Il n’était pas à plus de dix milles de chez lui. Ça, ça le rendait carrément fou. Si près des siens, et eux ne s’en doutaient même pas, ils ne savaient pas qu’il avait besoin de leur aide. Il se souvint de la fillette de la Hatrack, des années plus tôt, cette torche qui les avait vus bloqués dans la rivière et qui leur avait envoyé du secours. C’est ce qui me faudrait en ce moment, j’ai besoin d’une torche, quelqu’un qui me découvrirait et m’enverrait du secours.

Mais il y avait peu de chances que ça arrive. Pas à lui, Mesure. Ah, s’il s’agissait d’Alvin, il se produirait au moins huit miracles, tout le nécessaire pour le sortir de là vivant. Mais Mesure, lui, ne pouvait compter que sur lui-même.

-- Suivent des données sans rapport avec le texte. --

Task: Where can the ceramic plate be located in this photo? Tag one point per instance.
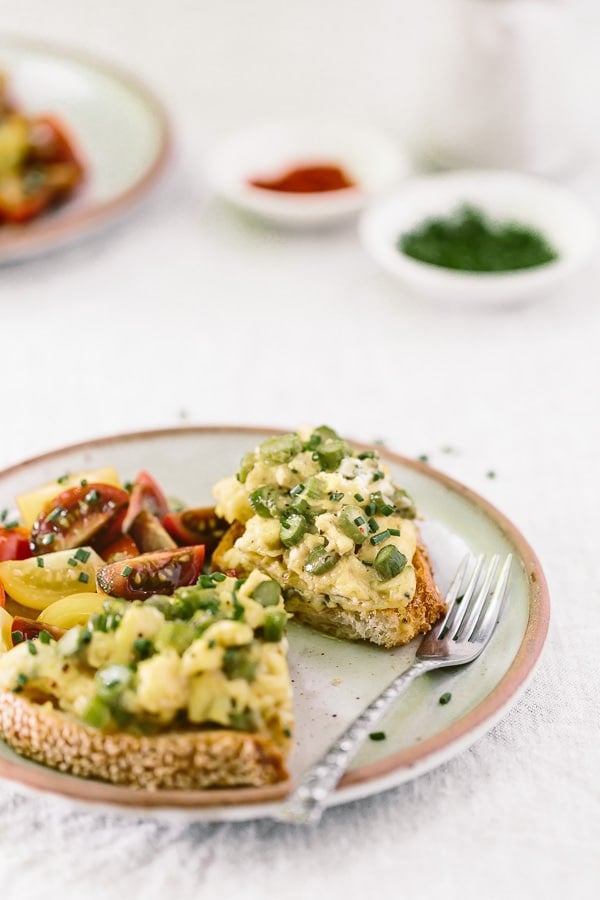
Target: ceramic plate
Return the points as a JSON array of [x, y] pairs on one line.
[[333, 680], [119, 130]]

Il creusait depuis dix minutes quand il s’arracha la moitié d’un ongle. Ça faisait très mal, et il savait qu’il saignait. Si on le sortait maintenant, on saurait qu’il perçait un tunnel. Mais c’était sa seule chance. Il continua donc de creuser, malgré la douleur, s’arrêtant de temps en temps pour rejeter une pomme de terre qui avait roulé dans le trou.

Il ne tarda pas à retirer son pagne pour se faciliter la tâche. Il grattait la terre avec les mains, puis il l’entassait sur le tissu qu’il hissait hors de l’excavation. C’était moins efficace qu’avec une pelle, mais beaucoup mieux que d’enlever le déblai poignée par poignée. Il disposait de combien de temps ? Des jours ? Des heures ?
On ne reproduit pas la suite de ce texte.